IN THE MOOD FOR LOVE(Blu-ray/CRITERION)/花様年華/輸入盤DVDで観た映画のレビュー

IN THE MOOD FOR LOVE(Blu-ray/CRITERION)

WORLD OF WONG KAR WAI Blu-rayジャケット 邦題 花様年華
レーベル CRITERION COLLECTION
制作年度 2000年
上演時間 98分
監督 ウォン・カーウァイ
出演 マギー・チャン、トニー・レオン、スー・ピンラン
画面 1.66:1/SDR
音声 dts-HD MA 5.1ch 広東語
字幕 英語

あらすじ

 1962年の香港。クーの経営するアパートに、同じ日にスーとチョウが引っ越ししてくる。スーには夫がおり、夫は日本人の上司のもとで仕事をしていたため、スーとは滅多に会えなかった。チョウは妻がいたものの、母の世話をするので離れて暮らしていて、チョウとの生活はしていなかった。隣同士になったスーとチョウは、最初は顔馴染みになり、次第にお互いを意識し合うようになる。しかし、お互いに家庭があるため、一線は超えていなかった。それでも生活上のパートナーが不倫をしていることを悟った二人は、次第に親密な関係になっていく。隠れて交際を続ける二人だったが、その関係は周囲の知るところとなり、二人はもう会わないことにする。そして、1963年にチョウはシンガポールに仕事で赴任し、スーも子供を授かって、クーの経営するアパートからは出ていた。その後、チョウはカンボジアに行き、遺跡で一人佇む。

レビュー

 2000年に公開され、「欲望の翼」からの発展させたストーリーとして、直接の関係はないものの、舞台設定が同様な大人のラブ・ストーリーが、この「花様年華」です。カンヌ国際映画祭でトニー・レオンが主演男優賞を受賞しています。評価も高く、Rotten Tomatoesの批評家評価は90%、観客評価は94%と、極めて高い評価を得ています。

 直接の関係はないものの、1962年の香港を舞台にしたラブ・ストーリーとして、1961年の香港が舞台の「欲望の翼」のその後の展開を彷彿とさせる物語になっています。それは大人のラブ・ストーリーであり、それも主人公二人には人生の伴侶がいる中での恋愛物語として、静かな愛情が盛り上がっているのを感じさせるほろ苦い物語になっています。

 スーには日本人の上司のもとで働く夫がおり、スー自身も会社で秘書の仕事をしています。夫がいない時には、夕食を作らないで、屋台のそばを買い求めてそれを食べるという生活を送っています。夫とのすれ違いの生活をしていますが、それでもスーにとっては大切な家庭生活であるといえます。一方チョウは新聞社で働いていて、妻は母の看病で実家にいるために一緒に生活していないという状況にあります。チョウはその生活には不満を持っています。それが、引っ越しでスーとチョウの部屋が隣同士になったことから、二人の愛情が芽生えることになります。

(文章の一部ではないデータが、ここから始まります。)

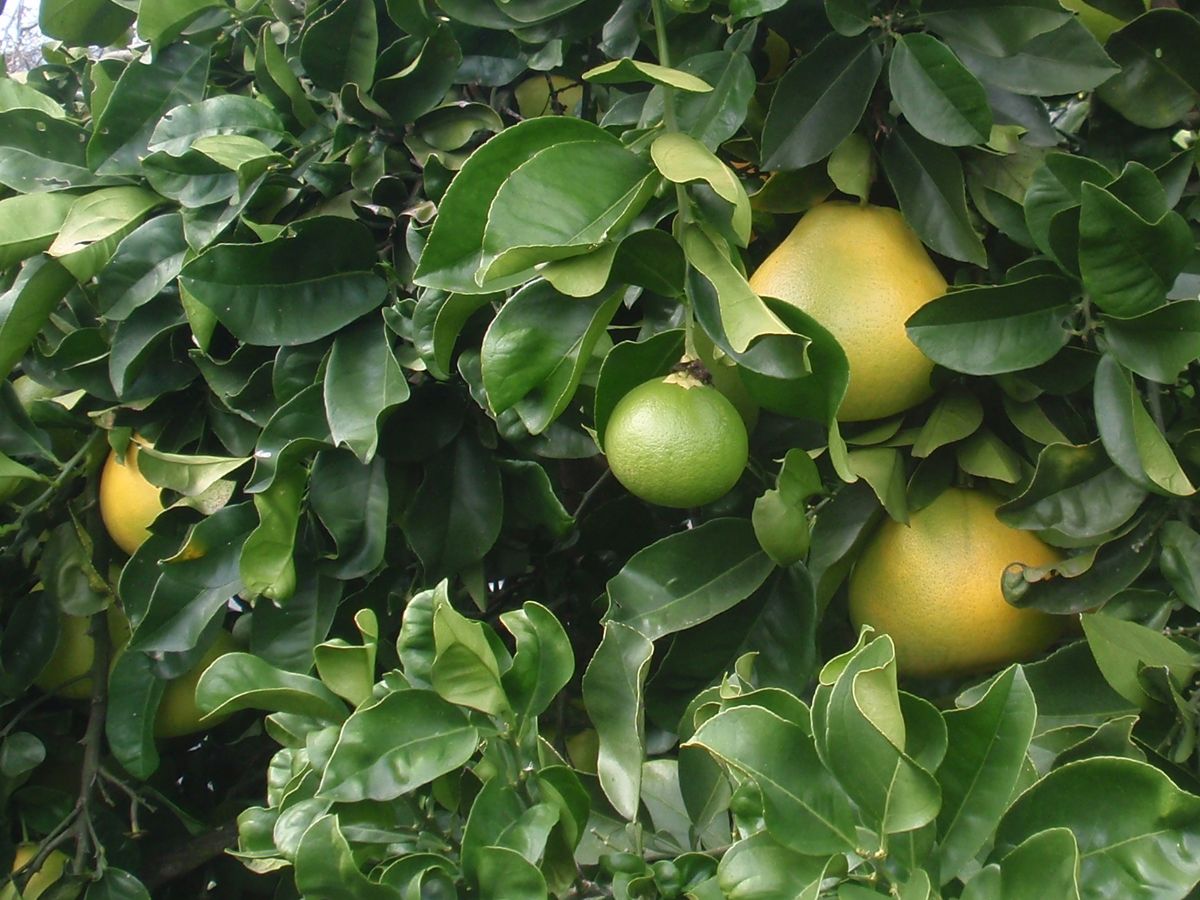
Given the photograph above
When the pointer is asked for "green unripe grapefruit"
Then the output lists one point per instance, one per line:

 二人は次第に愛を深めていきますが、そうなる要因の一つに、二人の伴侶が不倫していたのではないかという疑念があり、それがもとで二人の愛情が深まるきっかけになっています。ただ、伴侶が不倫をしているとはいえ、主人公二人の愛情は肉体的なところまではいかずに、精神的愛情に昇華されているところが、この映画の魅力を伝えていると思います。

 物語が優れていると思うのは、主人公二人の愛情が実らずに、チョウはシンガポールに赴任し、スーも子供をもうけてアパートを出ていたことです。ドラマ的に主人公二人の愛情が実れば、充足感はあるかとは思いますが、実らなかったために逆に物語の完成度が上がっているといえます。そして、時を重ねていき、チョウはカンボジアの遺跡で何かを語り、そこで物語が終わるところが、良い余韻を残しているといえます。

今回試聴した「花様年華」は、CRITERION COLLECTIONの「WORLD OF WONG KAR WAI」というBlu-ray BOXセットでリリースされています。4KマスターからBlu-rayの2Kマスターを作っていますので、解像度は十分にあります。色彩もよく出ていて、映像の魅力に満ち溢れています。室内のシーンが大半ですので、コントラストがくっきりしているとはいえないのですが、それでも映像の魅力をよく表していると思います。音響はdts-HD MA 5.1chサラウンドで収録されていて、室内のシーンが多いのですが、登場人物のセリフを周囲に散りばめることで、サラウンド効果を発揮しているといえます。トレードマークの雨のシーンでは、雨にずぶ濡れになる感覚が味わえます。